Are there any insights that lead to negative growth? Justify with specific reason.

5. You have to create at least 20 logical & meaningful charts having important insights.


[ Hints : - Do the Vizualization in  a structured way while following "UBM" Rule.

U - Univariate Analysis,

B - Bivariate Analysis (Numerical - Categorical, Numerical - Numerical, Categorical - Categorical)

M - Multivariate Analysis
 ]





# ***Let's Begin !***

## ***1. Know Your Data***

### Import Libraries

In [None]:
# Import Libraries
import numpy as np
import pandas as pd
import matplotlib.pyplot as plt
import seaborn as sns
import warnings
warnings.filterwarnings('ignore')

### Dataset Loading

In [None]:
# Load Dataset
from google.colab import drive
drive.mount('/content/drive')



In [None]:
df_app = pd.read_csv('/content/drive/My Drive/Project_Module2/Play Store Data.csv')

In [None]:
df_rev = pd.read_csv('/content/drive/My Drive/Project_Module2/User Reviews.csv')

### Dataset First View

In [None]:
# Dataset First Look
df_app.head()

In [None]:
df_rev.head()

### Dataset Rows & Columns count

In [None]:
# Dataset Rows & Columns count
df_app.shape

In [None]:
df_rev.shape

### Dataset Information

In [None]:
# Dataset Info
df_app.info()

#### Duplicate Values

In [None]:
# Dataset Duplicate Value Count
len(df_app[df_app.duplicated()])

Dropping the duplicate Apps from the dataset

In [None]:
df_app.drop_duplicates(subset="App", inplace = True)

In [None]:
#checking whether the dunplicates were dropped from the dataset
len(df_app[df_app.duplicated()])

#### Missing Values/Null Values

In [None]:
# Missing Values/Null Values Count
print(df_app.isnull().sum())

It is understood that the columns like "Rating","Type","Content rating", "Current Ver"  and ""Android Ver" have missing values which are to be addressed in the later sections.


In [None]:
# Visualizing the missing values as bar chart
df_app.isnull().sum().plot(kind='bar')

In [None]:
#Visualizing the missing values using heatmap
sns.heatmap(df_app.isnull(),cbar=False)

### What did you know about your dataset?
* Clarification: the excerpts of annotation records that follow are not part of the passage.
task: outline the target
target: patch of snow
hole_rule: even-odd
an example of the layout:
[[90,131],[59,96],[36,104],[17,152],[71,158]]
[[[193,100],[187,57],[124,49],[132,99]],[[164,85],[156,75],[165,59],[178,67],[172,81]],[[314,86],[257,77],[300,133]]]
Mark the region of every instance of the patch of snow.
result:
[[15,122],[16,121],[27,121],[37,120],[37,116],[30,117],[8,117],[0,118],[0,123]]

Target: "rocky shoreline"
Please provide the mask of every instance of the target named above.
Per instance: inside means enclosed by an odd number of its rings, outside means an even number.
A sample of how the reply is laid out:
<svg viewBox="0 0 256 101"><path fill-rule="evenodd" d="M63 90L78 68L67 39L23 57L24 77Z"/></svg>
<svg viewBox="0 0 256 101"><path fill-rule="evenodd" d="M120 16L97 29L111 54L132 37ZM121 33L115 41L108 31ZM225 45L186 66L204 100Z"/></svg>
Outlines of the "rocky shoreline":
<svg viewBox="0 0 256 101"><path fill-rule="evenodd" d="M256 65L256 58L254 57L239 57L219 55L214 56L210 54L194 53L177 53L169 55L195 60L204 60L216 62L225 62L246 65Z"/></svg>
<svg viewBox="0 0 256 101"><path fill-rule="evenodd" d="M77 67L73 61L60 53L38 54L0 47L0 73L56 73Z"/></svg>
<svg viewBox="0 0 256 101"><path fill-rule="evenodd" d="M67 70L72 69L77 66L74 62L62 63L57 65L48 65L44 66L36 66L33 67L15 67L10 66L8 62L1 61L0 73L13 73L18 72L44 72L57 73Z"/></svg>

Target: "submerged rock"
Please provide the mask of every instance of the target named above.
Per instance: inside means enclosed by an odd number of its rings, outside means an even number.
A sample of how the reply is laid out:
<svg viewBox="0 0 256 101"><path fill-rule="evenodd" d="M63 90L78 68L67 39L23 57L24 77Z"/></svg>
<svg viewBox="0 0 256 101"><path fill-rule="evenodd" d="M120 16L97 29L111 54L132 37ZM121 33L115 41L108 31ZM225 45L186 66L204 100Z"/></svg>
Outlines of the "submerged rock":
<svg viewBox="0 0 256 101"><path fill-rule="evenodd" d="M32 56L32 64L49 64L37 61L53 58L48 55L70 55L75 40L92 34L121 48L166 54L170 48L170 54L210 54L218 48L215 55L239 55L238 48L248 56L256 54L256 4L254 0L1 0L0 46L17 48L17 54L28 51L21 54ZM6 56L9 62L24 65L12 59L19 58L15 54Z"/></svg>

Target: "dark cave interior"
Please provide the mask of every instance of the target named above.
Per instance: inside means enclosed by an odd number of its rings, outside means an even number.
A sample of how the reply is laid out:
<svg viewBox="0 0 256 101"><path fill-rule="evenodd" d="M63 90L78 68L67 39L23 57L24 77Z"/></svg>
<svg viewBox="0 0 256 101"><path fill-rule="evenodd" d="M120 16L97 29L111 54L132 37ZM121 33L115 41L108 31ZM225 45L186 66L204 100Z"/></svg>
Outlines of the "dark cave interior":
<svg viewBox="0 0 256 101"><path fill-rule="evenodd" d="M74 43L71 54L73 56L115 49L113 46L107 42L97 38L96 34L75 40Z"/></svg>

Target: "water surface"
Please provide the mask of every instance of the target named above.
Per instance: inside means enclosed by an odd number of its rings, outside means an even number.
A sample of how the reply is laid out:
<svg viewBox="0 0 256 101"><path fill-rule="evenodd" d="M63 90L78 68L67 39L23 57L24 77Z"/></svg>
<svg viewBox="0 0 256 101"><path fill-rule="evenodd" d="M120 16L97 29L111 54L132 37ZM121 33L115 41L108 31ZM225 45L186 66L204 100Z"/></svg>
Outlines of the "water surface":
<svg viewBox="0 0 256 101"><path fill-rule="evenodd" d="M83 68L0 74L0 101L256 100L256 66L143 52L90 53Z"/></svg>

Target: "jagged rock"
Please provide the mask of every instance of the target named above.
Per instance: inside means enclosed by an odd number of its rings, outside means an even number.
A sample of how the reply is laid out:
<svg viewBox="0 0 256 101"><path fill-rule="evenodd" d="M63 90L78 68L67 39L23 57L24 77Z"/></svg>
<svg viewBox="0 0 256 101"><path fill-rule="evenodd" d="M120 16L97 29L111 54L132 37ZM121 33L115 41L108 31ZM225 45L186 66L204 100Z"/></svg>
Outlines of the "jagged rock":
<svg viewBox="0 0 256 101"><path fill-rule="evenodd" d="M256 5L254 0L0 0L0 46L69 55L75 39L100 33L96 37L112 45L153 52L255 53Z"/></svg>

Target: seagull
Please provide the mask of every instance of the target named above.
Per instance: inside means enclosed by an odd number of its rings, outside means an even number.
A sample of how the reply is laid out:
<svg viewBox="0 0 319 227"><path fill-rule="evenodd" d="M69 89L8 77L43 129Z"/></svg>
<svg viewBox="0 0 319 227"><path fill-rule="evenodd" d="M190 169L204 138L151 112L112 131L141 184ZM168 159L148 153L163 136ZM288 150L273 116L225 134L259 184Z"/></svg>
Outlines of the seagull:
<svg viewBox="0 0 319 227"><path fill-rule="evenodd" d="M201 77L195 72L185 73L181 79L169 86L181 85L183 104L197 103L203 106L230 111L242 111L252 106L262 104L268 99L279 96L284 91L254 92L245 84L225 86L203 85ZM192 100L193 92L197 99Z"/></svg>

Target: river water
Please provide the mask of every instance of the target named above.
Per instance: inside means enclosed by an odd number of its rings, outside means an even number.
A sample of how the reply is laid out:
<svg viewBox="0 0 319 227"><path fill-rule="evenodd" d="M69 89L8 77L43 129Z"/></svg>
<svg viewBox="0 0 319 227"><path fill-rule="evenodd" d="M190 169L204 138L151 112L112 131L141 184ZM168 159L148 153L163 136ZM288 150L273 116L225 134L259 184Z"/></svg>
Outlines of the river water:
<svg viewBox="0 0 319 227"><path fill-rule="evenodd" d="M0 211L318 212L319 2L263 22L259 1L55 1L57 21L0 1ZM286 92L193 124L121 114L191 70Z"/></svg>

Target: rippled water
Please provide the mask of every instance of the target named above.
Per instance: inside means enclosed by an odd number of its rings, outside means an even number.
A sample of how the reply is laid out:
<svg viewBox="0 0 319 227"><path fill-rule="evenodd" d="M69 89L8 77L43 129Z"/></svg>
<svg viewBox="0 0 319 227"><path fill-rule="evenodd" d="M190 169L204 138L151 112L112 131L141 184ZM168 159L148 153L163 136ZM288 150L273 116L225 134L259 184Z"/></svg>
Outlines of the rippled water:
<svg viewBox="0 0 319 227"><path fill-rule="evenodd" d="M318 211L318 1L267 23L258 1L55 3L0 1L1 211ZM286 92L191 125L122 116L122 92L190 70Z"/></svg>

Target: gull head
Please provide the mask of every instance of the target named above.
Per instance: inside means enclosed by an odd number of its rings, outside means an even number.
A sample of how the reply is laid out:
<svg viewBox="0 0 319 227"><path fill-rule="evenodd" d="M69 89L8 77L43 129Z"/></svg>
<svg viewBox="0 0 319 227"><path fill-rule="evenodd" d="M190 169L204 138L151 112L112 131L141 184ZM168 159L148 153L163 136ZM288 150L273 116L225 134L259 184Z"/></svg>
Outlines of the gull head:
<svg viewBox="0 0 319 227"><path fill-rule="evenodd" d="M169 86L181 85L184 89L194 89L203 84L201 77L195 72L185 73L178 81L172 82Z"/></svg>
The datasets consist of two CSV files which are play store data.csv and user reviews.csv.

The play store data.csv has 10,841 observations and 13 variables about details of the applications on Google Play.

The user reviews.csv has 64,295 observations and 5 variables about the most relevant 100 reviews for each app and sentiment informations for each review.

## ***2. Understanding Your Variables***

In [None]:
# Dataset Columns
df_app.columns

In [None]:
df_rev.columns

In [None]:
# Dataset Describe
df_app.describe()

### Variables Description

**Play store data.csv**

**App**: Application name

**Rating**: Overall user rating of the app

**Reviews**: Number of user reviews for the app

**Size**: Size of the app

**Price**: Price of the app

**Installs**: Number of user downloads/installs for the app

**Type**: Paid or Free

**Content Rating**: Age group the app is targeted at - Children / Mature 21+ / Adult

**Genres**: An app can belong to multiple genres (apart from its main category)

**Last Updated**: Date of the last app update.

**Current Ver**': Current version of the app.

**Android Ver**': Minimum Android version required.

**User reviews.csv**

**Genres**: An app can belong to multiple genres (apart from its main category)

**App**: Name of app

**Translated_Review**: User review (Preprocessed and translated to English)

**Sentiment:** Positive/Negative/Neutral (Preprocessed)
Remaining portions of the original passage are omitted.